Brokers in the power seat with voluntary benefits

The voluntary benefit field is one of the few industries able to sustain persistent growth over a significant period of time, and these days it’s group employee benefit brokers who are reaping those benefits more than any other distribution method. As a result, they have assumed a position of power in the industry, but if they want to maintain growth, benefit brokers must remember to put employee interests first, Eastbridge Consulting Group’s Bonnie Brazzell and Gil Lowerre said Tuesday at EBA’s Workplace Benefits Renaissance in Atlantic City.

Numbers for 2014 are still coming in, but Eastbridge estimates there was around $6,780 million in new business annualized premium in 2014, representing approximately 2% to 4% growth over 2013, said Brazzell, vice president.

In the last five years, sales on a group platform have grown dramatically compared to individual sales, Brazzell said, noting “we have become a group industry.” And employee benefit advisers are driving that growth, she added. Eight years ago, benefit brokers were responsible for 25% of sales, Brazzell said, today that number is 57%. “They are the growth engine for the marketplace,” she added.

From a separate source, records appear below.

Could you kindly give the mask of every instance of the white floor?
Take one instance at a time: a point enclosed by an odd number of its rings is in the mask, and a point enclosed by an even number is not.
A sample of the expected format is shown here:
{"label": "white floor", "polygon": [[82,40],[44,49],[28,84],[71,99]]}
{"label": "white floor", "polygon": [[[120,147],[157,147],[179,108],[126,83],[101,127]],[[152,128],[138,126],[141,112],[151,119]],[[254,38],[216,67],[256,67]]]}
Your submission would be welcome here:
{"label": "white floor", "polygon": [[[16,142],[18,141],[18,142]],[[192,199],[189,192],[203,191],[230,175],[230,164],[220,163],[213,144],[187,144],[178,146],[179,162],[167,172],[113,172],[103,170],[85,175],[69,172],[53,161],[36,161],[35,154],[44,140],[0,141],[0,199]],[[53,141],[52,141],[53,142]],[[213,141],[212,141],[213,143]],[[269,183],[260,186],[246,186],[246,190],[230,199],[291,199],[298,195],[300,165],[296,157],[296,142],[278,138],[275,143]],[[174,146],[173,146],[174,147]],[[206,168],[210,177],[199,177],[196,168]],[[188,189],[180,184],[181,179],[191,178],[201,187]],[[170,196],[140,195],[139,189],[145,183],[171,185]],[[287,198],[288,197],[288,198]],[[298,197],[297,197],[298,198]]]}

This is magnified when sales are broken down by distribution segment, said Lowerre, president of the consulting group. Of the five main channels — benefit brokers, classics, specialists, occasional and carrier agents — all are relatively flat, except for brokers. It’s not because more brokers are selling the benefits, that percentage plateaued around 95% about five years ago, Lowerre said. Sales are still skyrocketing for brokers, he said, because of “a sudden burst on the productivity side.” Brokers are “using voluntary as an aggressive weapon, not just as a defensive weapon,” he said.

It’s a “very positive” development, Lowerre said, but it also means “the competition is getting much stronger.” He advised the audience to expect a great increase in local competition in the next couple of years. “Competitive pressure is building,” he said. “… We as individual producers need to up our game.”

In the process, the power has shifted from the carrier to the broker. Carriers used to lay down the rules and “those days are gone,” said Lowerre. But, now that advisers can use their “power” to make their own lives easier, they must make sure they don’t put their own interests ahead of the ultimate customer — the employee, he said. “If we are in the power position, how are we using that power?” he added.

The danger of using it improperly, such as assuming all employees are alike in an effort to streamline the process, is that participation rates are starting to fall, Lowerre said. Preliminary Eastbridge data show such a trend, and Lowerre said the consulting firm “will be spending a lot of time” researching what is driving that change.

Meanwhile, now that brokers are the primary distributor of voluntary benefits, takeover business is soaring, Lowerre pointed out. Takeovers represented 12% of new business achieved profit in 2006, by 2013 it was 50%. It makes sense, he said, because as brokers, “most of us were brought up on takeovers.”

Takeovers are “fine where appropriate,” Lowerre said, but not focusing on new business “is a major window of opportunity that will close over time.”

There are a number of voluntary products with high sales potential, said Brazzell, based on the percent of employees surveyed by Eastbridge who are interested in them compared to the percent of employers not currently offering them. The products at the top of the list include employee purchasing programs, auto/home insurance, cancer, annuity, legal, critical illness and pet insurance.